1930年(昭和5年)の春になると、西野さんはお兄さんの卒業と入れ違いに府立岸和田中学校に入学しました。入学式の当日、父親の利一郎さんは一緒に行ったそうですが、それは中学5年間を通じて最初で最後のことだったそうです。

いまでは、子供の入学式、参観日などに行く教育熱心な親が多いですが、当時は農作業に追われて子供の行事に付きあえなかったこと、当然でしょう。

当時の落合 保校長より「質実剛健(注:飾り気がなく真面目で、たくましいこと)の校訓に則り、毛織物を一切着用させないこと(注:当時は合成繊維がなかったので毛織物は最も贅沢な防寒衣料であった)、こたつを使用して寝かさないように」との注意がありました。(注:質実剛健はなぜか、現在の神奈川大学の教育目標に引き継がれています)

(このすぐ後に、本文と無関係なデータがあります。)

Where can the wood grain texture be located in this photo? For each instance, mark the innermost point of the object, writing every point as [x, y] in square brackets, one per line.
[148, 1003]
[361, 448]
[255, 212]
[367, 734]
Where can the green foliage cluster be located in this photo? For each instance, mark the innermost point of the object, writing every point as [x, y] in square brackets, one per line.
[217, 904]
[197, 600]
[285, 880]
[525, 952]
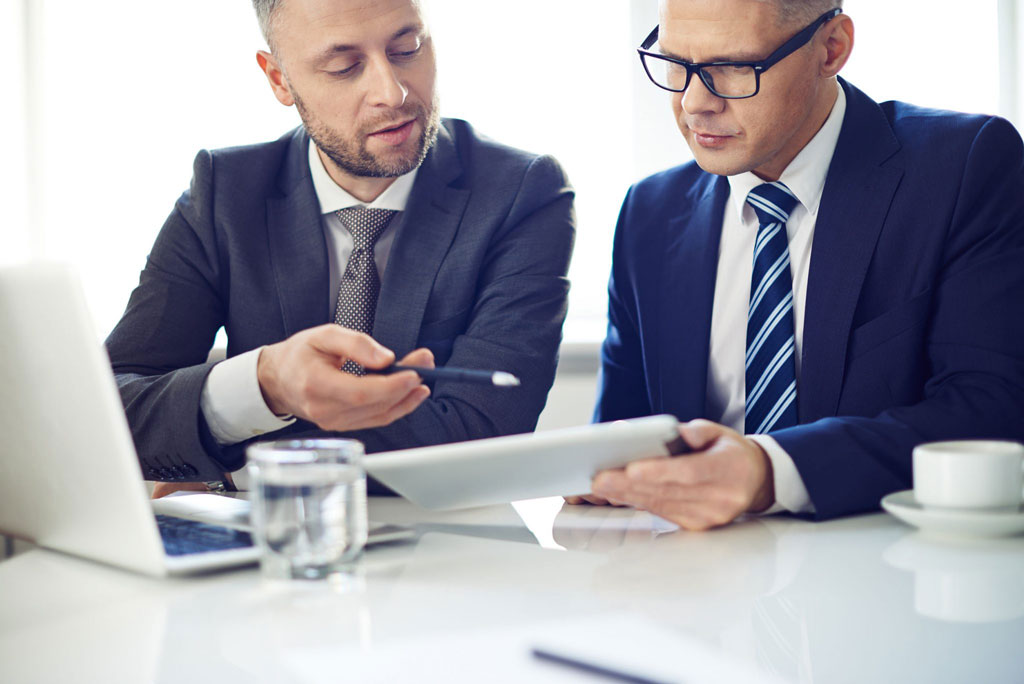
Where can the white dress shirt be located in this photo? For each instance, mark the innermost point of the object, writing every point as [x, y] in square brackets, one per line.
[231, 400]
[726, 379]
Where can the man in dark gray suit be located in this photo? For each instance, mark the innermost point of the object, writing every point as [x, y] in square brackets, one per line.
[376, 229]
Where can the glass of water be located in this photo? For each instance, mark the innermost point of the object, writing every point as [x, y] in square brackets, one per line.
[308, 506]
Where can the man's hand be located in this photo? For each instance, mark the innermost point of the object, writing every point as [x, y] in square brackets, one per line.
[300, 376]
[727, 475]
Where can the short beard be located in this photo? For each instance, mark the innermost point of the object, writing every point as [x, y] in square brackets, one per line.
[353, 158]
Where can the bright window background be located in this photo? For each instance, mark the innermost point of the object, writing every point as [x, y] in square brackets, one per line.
[118, 95]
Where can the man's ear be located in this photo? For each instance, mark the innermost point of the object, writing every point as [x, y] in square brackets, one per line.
[838, 43]
[275, 77]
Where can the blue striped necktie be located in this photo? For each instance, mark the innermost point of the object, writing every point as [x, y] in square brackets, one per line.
[771, 371]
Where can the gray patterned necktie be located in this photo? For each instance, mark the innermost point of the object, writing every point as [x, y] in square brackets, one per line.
[360, 285]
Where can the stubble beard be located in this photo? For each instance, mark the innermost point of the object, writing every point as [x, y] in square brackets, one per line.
[353, 158]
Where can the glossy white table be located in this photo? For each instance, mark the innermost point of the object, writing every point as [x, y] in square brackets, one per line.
[862, 599]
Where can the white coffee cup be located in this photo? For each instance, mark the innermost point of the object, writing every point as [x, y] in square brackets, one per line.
[969, 474]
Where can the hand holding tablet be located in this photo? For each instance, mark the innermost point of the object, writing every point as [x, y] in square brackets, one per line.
[524, 466]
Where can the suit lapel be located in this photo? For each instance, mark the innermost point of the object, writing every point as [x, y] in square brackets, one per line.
[854, 204]
[428, 226]
[689, 265]
[298, 248]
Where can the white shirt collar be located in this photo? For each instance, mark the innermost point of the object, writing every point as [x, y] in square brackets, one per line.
[332, 197]
[806, 173]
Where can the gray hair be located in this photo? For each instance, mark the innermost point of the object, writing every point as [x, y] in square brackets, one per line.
[264, 14]
[793, 12]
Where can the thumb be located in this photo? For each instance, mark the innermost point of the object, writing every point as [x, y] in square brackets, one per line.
[699, 434]
[342, 343]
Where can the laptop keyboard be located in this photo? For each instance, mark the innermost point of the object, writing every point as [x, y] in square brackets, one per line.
[183, 537]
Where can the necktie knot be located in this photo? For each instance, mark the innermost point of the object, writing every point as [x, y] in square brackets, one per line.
[366, 224]
[772, 203]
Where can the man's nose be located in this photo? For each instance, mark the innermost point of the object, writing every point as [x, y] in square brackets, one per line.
[698, 99]
[385, 88]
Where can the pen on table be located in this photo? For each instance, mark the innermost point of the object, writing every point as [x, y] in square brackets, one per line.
[592, 668]
[496, 378]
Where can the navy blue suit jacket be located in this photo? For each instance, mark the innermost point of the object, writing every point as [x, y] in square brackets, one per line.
[476, 273]
[914, 314]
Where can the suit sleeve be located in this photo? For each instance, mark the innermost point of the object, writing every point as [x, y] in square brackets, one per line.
[623, 389]
[521, 301]
[974, 347]
[159, 348]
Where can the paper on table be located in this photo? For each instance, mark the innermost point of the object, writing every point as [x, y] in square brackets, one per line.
[211, 508]
[623, 642]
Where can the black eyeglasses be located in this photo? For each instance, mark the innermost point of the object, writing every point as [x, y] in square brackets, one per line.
[730, 80]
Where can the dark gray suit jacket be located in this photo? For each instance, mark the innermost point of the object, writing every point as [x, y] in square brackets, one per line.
[476, 273]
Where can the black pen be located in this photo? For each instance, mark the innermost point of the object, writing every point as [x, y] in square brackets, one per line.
[496, 378]
[593, 669]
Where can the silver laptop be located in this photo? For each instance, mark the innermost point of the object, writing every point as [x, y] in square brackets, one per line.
[70, 478]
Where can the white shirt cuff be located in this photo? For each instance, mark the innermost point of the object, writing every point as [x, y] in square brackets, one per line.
[232, 402]
[791, 494]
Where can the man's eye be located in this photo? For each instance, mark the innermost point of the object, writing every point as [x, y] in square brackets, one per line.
[348, 71]
[404, 54]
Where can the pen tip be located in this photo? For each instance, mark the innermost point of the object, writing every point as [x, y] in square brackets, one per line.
[503, 379]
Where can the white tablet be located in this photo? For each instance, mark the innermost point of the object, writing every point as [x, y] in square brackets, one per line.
[523, 466]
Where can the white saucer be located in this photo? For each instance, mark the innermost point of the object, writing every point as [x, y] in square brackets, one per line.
[953, 522]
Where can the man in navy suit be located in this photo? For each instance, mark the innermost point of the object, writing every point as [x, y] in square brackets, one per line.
[375, 230]
[830, 283]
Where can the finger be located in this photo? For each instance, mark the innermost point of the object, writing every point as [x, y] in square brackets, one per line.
[161, 489]
[699, 434]
[595, 500]
[695, 517]
[342, 343]
[611, 484]
[687, 471]
[374, 392]
[420, 357]
[377, 414]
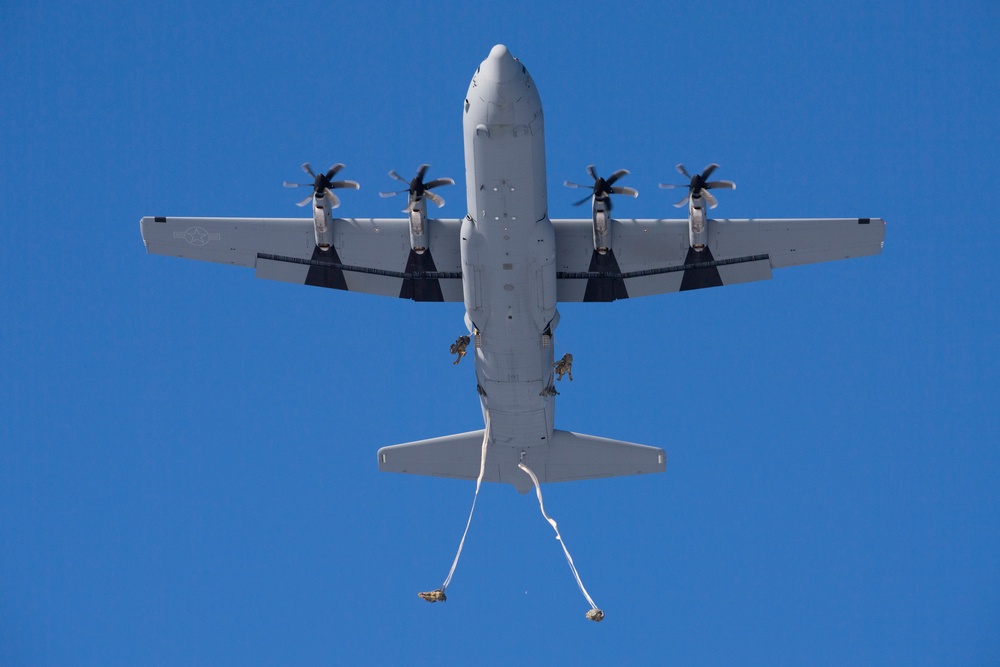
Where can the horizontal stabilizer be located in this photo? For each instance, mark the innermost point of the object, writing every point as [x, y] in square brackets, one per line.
[569, 457]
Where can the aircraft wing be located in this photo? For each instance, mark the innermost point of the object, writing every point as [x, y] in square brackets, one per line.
[368, 255]
[654, 256]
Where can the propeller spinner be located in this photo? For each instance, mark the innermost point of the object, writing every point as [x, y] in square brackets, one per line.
[603, 188]
[418, 188]
[323, 184]
[699, 185]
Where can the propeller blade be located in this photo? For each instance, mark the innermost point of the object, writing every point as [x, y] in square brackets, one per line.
[615, 176]
[619, 190]
[435, 198]
[438, 182]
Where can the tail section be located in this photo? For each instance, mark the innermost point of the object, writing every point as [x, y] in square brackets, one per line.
[568, 457]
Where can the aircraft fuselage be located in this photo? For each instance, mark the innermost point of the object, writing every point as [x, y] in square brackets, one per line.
[508, 252]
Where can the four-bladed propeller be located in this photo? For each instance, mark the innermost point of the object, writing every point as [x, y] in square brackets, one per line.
[323, 185]
[603, 188]
[699, 185]
[417, 188]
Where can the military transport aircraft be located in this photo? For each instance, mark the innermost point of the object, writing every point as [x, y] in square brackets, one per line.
[511, 265]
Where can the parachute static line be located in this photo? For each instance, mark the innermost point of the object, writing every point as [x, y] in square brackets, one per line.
[439, 595]
[595, 614]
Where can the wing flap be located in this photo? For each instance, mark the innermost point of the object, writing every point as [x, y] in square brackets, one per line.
[654, 256]
[372, 256]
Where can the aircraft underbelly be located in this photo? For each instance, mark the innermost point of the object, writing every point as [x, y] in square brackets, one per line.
[509, 270]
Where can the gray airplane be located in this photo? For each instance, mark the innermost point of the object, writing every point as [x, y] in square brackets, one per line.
[511, 265]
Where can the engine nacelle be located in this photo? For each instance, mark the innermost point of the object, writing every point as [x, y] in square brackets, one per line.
[602, 224]
[418, 225]
[323, 221]
[698, 223]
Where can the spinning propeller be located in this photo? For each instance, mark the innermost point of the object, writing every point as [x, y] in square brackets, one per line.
[323, 185]
[417, 188]
[699, 185]
[603, 188]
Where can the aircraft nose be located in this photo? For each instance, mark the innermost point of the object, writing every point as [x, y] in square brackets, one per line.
[500, 66]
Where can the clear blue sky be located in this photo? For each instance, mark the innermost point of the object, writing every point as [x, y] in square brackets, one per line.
[187, 454]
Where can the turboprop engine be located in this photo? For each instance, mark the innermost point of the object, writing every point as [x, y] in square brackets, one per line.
[601, 192]
[699, 199]
[416, 207]
[324, 201]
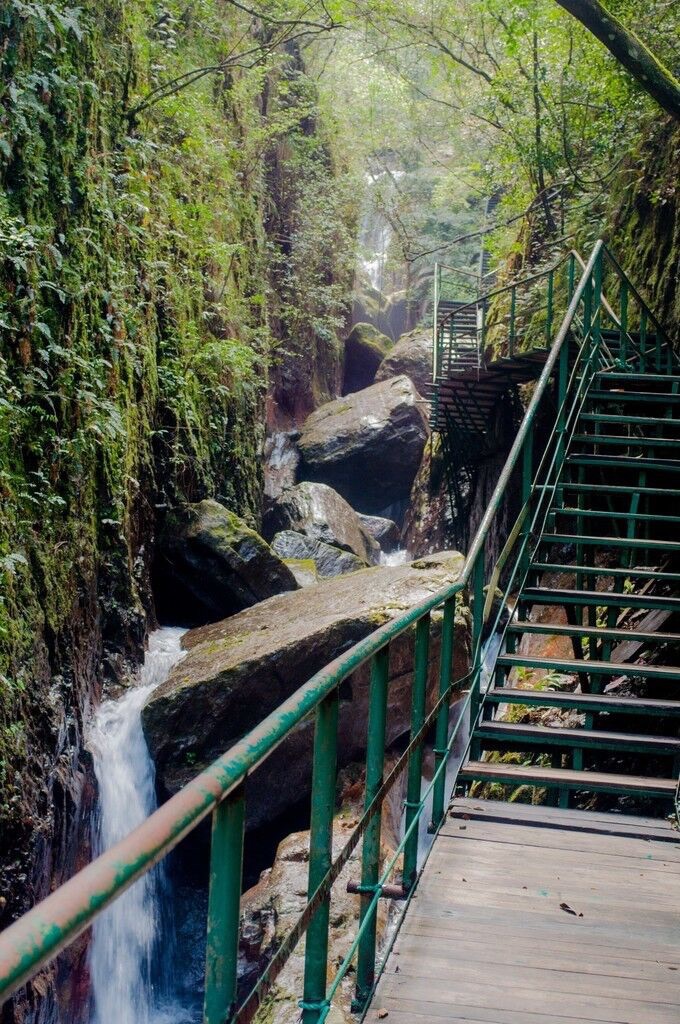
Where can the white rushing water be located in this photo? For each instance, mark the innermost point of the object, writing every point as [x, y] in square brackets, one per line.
[398, 557]
[125, 987]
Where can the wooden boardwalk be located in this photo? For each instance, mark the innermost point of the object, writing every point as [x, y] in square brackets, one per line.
[537, 915]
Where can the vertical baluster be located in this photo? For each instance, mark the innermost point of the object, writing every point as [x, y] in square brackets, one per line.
[224, 907]
[549, 315]
[570, 276]
[527, 479]
[513, 311]
[321, 855]
[418, 699]
[623, 330]
[643, 339]
[375, 764]
[441, 737]
[477, 626]
[562, 383]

これに対して律儀者の父親は、西野さんが卒業するまでこのことを完全遵守実行させ、また、学校では体育の時間には冬でも夏と同じく半袖、半ズボンの木綿の運動着で運動場に立たしていました。

このため、西野さんは冬に寒いと感ずることもなく、また雨に打たれても風邪をひいたこともありませんでした。厳しい生活環境は、その体を鍛えるものですね。

この話は、晩年の西野さんの健康の秘訣に続くことになります。

特に、屋敷内の中にコースがあり毎朝ジョギングを続けて、健康管理に留意していたのを覚えています。その結果80歳になっても、顔につやがあり若々しさがありました。